Many researchers have analyzed dividend signaling effect, based on different models, and they have found almost the same results. H. DeAngelo et al. (1996), U. S. Dhillon et al (2003) and K. Harada and P. Nguyen (2005) have found a significant positive association between dividend increases announcement and stock price, contrary to K.P. Fuller (2003) that has found a significant negative association between dividend increases announcement and stock price response.
Other researchers have examined how special dividend announcement affects stock price. Brickley (1983) and H. DeAngelo et al. (2000) have resulted that stock market typically reacts favorably to the declaration of a special dividend, holding the regular dividend constant. Furthermore they have found that the stock market response averages approximately 1%, both when firms increase specials and when they reduce them to a still-positive level. Overall, their data indicate that although special dividends generally convey good news to investors, any such signaling content is typically small.

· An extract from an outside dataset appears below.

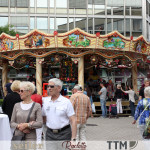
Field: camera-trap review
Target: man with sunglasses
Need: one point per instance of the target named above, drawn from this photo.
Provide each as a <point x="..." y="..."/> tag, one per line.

To assume, the signaling models that have been chosen predict a positive relationship between dividend (regular and special) changes and stock price reaction to the announcement. The results are related with the financial literature, which provides extensive evidence that stock prices react to dividend changes. Even though a great number of researchers have resulted a positive association between the two factors, there is a researcher that has supported a negative association between the factors and that has led some analysts to question the signaling role of dividends. Analysts claim that dividend signaling is a very important issue and that it is related with other factors too. For example, the greater the number of informed traders active in a firm’s stock, the less likely it is that the firm needs to signal its intrinsic value. To conclude, analysts must continue to study the dividend signaling effect and more specifically to examine other significant factors associated with dividend announcement.